For now, the government is handing out cash to the families of victims.
Last week, a delegation from Baghdad, headed by the deputy prime minister's chief of staff, invited families of those killed or wounded in three recent bombings to the Ottoman-era castle in the center of the city to claim compensation.
They gave out $2,500 for someone killed, and between $845 and $1,270 for someone injured, depending on the length of hospitalization.
The officials checked more than 200 names against lists, as a man from each family collected the money. Sadeq al-Khadr, 25, came for his 13-year-old sister Bushra, who was killed Aug. 8.
Many said it was more important to catch those behind the bombings than to hand out money. Others complained that terror suspects were being released, only to commit more crimes.
Both the Aug. 8 bomber and his alleged accomplice, Fuad Ismail, had been released from prison in Mosul several months earlier. Ismail was freed even though he had killed two men, said Zainel.
"The Iraqi government released him and in fact, they released a lot of people like him," he said. "The defendants sometimes pay a judge, or bring in a witness and then they go free."
Ismail, the alleged accomplice, was picked up by police two days after the bombing. Police accused him of planning to attack a Shiite-run hospital in town in a suicide bombing.
Ismail is in Iraqi detention at Tal Afar's castle and denies any role in the car bombing.
For a recent interview, police officers led him blindfolded into a small office. He walked hesitantly, with his hands cuffed behind his back, and appeared dirty and disoriented.

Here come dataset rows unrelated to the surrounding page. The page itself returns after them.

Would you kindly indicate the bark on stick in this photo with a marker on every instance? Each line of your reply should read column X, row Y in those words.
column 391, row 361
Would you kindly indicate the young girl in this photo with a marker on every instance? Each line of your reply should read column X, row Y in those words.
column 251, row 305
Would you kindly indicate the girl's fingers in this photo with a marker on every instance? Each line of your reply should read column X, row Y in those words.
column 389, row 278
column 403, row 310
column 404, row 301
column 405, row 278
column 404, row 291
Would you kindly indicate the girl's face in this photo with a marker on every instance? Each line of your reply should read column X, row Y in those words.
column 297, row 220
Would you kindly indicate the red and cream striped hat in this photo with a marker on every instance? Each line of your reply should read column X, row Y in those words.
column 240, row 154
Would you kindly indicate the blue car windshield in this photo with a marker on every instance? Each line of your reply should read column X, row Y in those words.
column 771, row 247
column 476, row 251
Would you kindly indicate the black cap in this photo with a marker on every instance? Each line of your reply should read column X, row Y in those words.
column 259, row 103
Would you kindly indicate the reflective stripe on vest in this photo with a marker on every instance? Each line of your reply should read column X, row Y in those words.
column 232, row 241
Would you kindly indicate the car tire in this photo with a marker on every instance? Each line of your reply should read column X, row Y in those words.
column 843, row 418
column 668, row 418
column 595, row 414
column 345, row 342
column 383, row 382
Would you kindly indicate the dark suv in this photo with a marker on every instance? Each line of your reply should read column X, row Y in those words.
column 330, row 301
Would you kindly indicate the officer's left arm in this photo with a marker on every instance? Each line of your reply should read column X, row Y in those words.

After the handcuffs were removed, scars on his wrists were visible, a sign of possible mistreatment.
Ismail denied involvement in the bombing and said he didn't know Ashraf al-Yas.
"They have a witness who said I was with Ashraf Mohammed (al Yas)," he said. "I don't know what is going on. When they captured me, I was surprised."
The bomber's family, described by Zainel as Islamic fundamentalists, fled to Mosul after the attack, and keeps moving around. Ashraf's father, a well-known school principal in Tal Afar, did not answer his phone.
Sadeq al-Khadr, brother of the 13-year-old girl killed in the market bombing, said he learned through a web of family connections that Ashraf was planning to carry out a suicide attack and that he took the information to the Tal Afar authorities.
Al-Khadr, who has a shop near the market, said he saw Ashraf park his car in the area on the day of the bombing. He said he tried to call police, but couldn't get through, and then witnessed the blast that killed his sister.